What Sturchio found was enough to shake the resolve of any leader: financials that were late and in disarray; missing resident business files; employee files that were not much better; crises in every area of operations; and “not a single system in place,” in Sturchio’s telling. When she discovered that the organization was working on a cash basis, and the then-new business manager asked why the organization didn’t just use cash accounting, shock and disbelief were the best descriptors for her reaction. So, she went back to the Board and asked for help to conduct a deeper assessment. To stabilize the organization, she saw that much greater measures were needed.

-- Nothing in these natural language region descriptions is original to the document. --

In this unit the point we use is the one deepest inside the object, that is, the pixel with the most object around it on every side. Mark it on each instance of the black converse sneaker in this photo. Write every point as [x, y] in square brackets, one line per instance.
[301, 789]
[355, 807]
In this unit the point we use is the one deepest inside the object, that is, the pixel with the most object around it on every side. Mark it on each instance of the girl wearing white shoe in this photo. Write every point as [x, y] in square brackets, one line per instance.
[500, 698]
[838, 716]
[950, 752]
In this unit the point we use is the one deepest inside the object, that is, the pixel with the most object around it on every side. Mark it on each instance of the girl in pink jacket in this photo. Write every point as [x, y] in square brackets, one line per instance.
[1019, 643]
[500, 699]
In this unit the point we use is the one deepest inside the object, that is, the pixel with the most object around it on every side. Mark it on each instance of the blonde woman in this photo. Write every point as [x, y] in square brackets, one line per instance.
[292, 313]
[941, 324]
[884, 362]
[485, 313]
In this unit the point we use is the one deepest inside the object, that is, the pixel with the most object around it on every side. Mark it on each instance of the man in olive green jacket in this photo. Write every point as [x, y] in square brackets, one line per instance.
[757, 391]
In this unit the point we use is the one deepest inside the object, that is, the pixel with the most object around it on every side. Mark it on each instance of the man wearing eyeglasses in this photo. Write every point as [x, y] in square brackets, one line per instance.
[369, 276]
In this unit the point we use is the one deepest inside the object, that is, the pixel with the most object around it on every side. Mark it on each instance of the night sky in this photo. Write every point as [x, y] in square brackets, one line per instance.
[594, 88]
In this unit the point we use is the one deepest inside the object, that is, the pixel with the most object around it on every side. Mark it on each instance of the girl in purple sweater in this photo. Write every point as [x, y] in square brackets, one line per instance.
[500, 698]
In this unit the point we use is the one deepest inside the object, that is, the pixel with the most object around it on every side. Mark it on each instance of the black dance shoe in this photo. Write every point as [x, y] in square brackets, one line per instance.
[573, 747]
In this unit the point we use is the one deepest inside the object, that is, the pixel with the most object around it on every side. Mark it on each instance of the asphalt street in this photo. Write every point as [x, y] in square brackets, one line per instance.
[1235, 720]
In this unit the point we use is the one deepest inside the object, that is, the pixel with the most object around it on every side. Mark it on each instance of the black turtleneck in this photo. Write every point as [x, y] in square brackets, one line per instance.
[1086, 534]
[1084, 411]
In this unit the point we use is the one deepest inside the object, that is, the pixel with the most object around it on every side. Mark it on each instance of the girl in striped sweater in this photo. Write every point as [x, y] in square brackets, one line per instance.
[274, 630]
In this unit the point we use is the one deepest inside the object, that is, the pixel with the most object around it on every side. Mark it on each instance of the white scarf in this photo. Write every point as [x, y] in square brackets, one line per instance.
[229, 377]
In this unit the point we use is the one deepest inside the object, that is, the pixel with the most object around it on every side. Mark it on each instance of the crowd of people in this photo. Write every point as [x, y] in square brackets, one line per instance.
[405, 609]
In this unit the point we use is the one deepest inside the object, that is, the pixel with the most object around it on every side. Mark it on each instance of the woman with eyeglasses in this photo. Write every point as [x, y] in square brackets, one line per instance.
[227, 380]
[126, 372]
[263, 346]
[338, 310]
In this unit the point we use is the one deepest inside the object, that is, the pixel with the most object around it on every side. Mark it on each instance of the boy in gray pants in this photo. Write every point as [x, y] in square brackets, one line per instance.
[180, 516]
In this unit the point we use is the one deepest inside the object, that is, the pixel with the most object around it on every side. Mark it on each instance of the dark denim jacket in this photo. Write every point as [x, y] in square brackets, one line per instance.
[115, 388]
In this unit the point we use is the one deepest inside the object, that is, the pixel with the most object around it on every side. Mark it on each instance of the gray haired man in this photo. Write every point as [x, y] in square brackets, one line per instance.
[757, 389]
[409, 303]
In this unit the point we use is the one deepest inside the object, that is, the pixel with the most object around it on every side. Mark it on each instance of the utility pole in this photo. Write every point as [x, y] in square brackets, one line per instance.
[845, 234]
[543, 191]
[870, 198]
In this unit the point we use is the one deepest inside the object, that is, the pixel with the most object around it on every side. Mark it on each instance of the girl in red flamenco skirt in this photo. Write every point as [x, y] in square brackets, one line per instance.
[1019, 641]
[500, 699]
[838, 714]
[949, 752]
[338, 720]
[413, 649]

Sturchio says she went back to a resource she’s used many times: a guide book from Oklahoma State, designed to help a first-time or new administrator wrangle their new role. From there, she reviewed contracts, asked for articles of incorporation, taught department heads how to read and report on financials, and gave clear guidelines on proper accounting techniques for tracking expenses and revenues. She taught her team financial management principles and put in place policies and frameworks that didn’t exist.
Yet in the middle of the mire, Sturchio also saw strength and hope. Residents were well cared for, with few issues, and the board was supportive. Team members were genuinely dedicated and leaders were eager to learn from her example. When she instructed department heads to publicly post all financial statements, PIPs, quality measures, and progress on strategic initiatives, she found that the transparency helped build trust, reassured those who had worried about the future of the organization, and inspired the community to work together to meet shared goals.
Kansas Christian Home is now stabilized and growing. It has upgraded its software, improved staff benefits packages, and spruced up the physical plant. Leaders have learned to watch for even small opportunities for stewardship—like eliminating 15 minutes-past clock-outs—and to work together to make up for losses in revenue by balancing it out with PPD, for example. Sturchio thinks nonprofits can learn from the way for-profits manage their business for efficiencies, to maximize reimbursements and “not leave anything on the table.” In terms of facilitating a financial turnaround, she advises that leaders keep a pulse on daily labor costs, reimbursement, case mix indexes, and cost reporting. Having a good mentor who inspires you, and providing good board education, are also must-haves. And while it’s important to remember that “hope is not a strategy,” Sturchio also emphasizes that the reason nonprofits like Kansas Christian Home make a difference is because of the focus on mission and residents’ lives.